Card fact: There is not a happier card in the set. Really. I checked.

What I thought about this card then: Oh my goodness, it might have been my favorite card in the whole set at one point. I absolutely loved it. Cecil Cooper was at the start of his career at this point, but I thought he was going to be a superstar. I had nothing to base this on except hope and a smile. It turned out, I was pretty on target. Maybe he wasn't a superstar, but he had a great career.

What I think about this card now: Love the palm trees.

Other stuff: Cooper was a sweet-swinging first baseman who started out with the Red Sox but made his biggest impact with the Brewers. He was dealt to Milwaukee, along with Bernie Carbo, in the deal that returned George Scott to the Red Sox.

In 1980, Cooper hit .352 and finished second in the A.L. in batting average because George Brett hit .390 (I was rooting for Cooper the whole way).
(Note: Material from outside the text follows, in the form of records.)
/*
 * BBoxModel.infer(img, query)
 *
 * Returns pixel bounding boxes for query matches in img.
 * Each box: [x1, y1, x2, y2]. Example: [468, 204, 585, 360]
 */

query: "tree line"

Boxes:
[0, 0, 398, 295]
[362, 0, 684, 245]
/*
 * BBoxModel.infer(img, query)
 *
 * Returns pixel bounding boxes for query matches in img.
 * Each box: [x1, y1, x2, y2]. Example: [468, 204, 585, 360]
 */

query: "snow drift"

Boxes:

Cooper was an RBI machine for Milwaukee, driving in more than 120 runs three separate times. He also finished his career with 415 doubles and finished in the top 10 in the MVP race four times.
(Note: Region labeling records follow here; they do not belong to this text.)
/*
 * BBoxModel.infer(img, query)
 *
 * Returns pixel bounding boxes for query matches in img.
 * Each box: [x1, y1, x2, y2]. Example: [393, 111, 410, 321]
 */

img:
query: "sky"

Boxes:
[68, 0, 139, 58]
After his playing career, he coached in the Brewers' organization. In 2007, he replaced Phil Garner as interim manager for the Astros and managed the team for a couple of years.

Back facts: Goodness, that might be the most offensive cartoon in the whole set. And why couldn't they write "Sadaharu" Oh?

Other blog stuff: I was surprised to see that I had not scanned the original Cooper card that I pulled out of a pack in '75. I just checked and apparently I don't have that card anymore. I have no idea where it went as I'd never trade it.


Play at the Plate said...

I'll always remember Coop as a Brewer. He was a beast. A happy beast apparently. He's another one of those guys with a great signature that young players should be forced to study.

Eggrocket said...

Coop was one of my faves as a youth.

"Mr." Oh ... a total lack of context ... a shiny fat guy ... What a bizarre combination of things. I don't remember that comic as a kid, but would have blown my 9-year-old mind. It still comes close today.